Esconder quem somos sugere sempre contas por ajustar com o passado.

Réstias do Tempo - BEYOND

Esconder quem somos sugere sempre contas por ajustar com o passado.

Não custa nada ser autarca

NÃO CUSTA NADA SER AUTARCA.

Fazer obra com o dinheiro do nosso bolso é uma coisa, fazê-la com dinheiro de uma herança, emprestado ou de um fundo qualquer que ninguém sabe de onde vem, é outra muito diferente. É por isso que desde há quarenta anos que não há um muro, um chafariz ou uma placa toponímica numa esquina em Portugal que não tenha sido pago com o dinheiro da pesada herança, do um banco ou vindo sabe-se lá de onde. Não custa nada ser autarca.

E alguns só lá ficaram 40 anos porque o poleiro tem de ser distribuído por todos e porque, até o caciquismo tem limites.

Agora, com um país a mato a importar 500 mil toneladas de batatas das 900 mil consumidas, com milhares de polidores de esquinas a viver de subsídios, temos como principal riqueza económica o turismo que, como se sabe, basta um pequeno tremor político, para ter a mesma consistência que um pacote de manteiga em cima de uma laje num eirado no Verão.

Vem de longe: Dos sumérios aos gregos, dos romanos aos descobrimentos…

Há milénios que é mais fácil iludir o povo com beijinhos e pândega a roubar o próximo de arma em punho ou de mão estendida a vender banha da cobra, do que ser honesto e “ensinar” toda a gente a trabalhar.

“Resta-nos o Sol, o turismo e o servilismo de bandeja”.

Marcelo Caetano o disse, a premunição está aí.

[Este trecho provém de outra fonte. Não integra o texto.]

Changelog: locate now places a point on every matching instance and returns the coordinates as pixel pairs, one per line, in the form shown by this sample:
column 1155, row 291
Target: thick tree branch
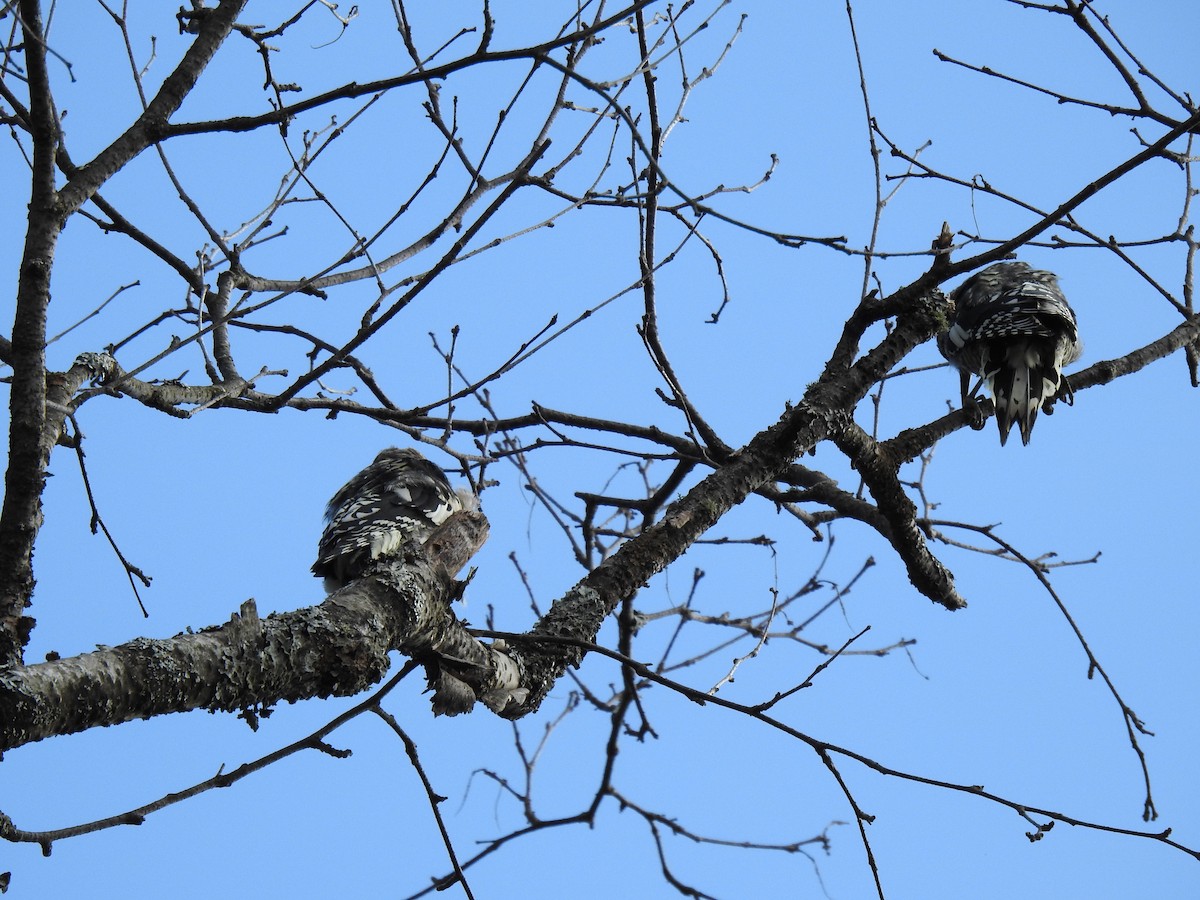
column 336, row 648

NOTA: Dizem os holandeses; "Deus fez o mundo, os holandeses fizeram a Holanda". Com verdade: Uma boa parte dos 40 mil quilómetros quadrados da Holanda, os famosos polderes, foram conquistados pelos holandeses ao Atlântico. A Holanda, 200 vezes mais pequena que o Brasil exporta mais produtos alimentares que o país da América do Sul; Portugal, um território agrícola abençoado por Deus, mais de duas veze maior que a Holanda, importa 500 mil toneladas de batatas das 900 mil consumidas.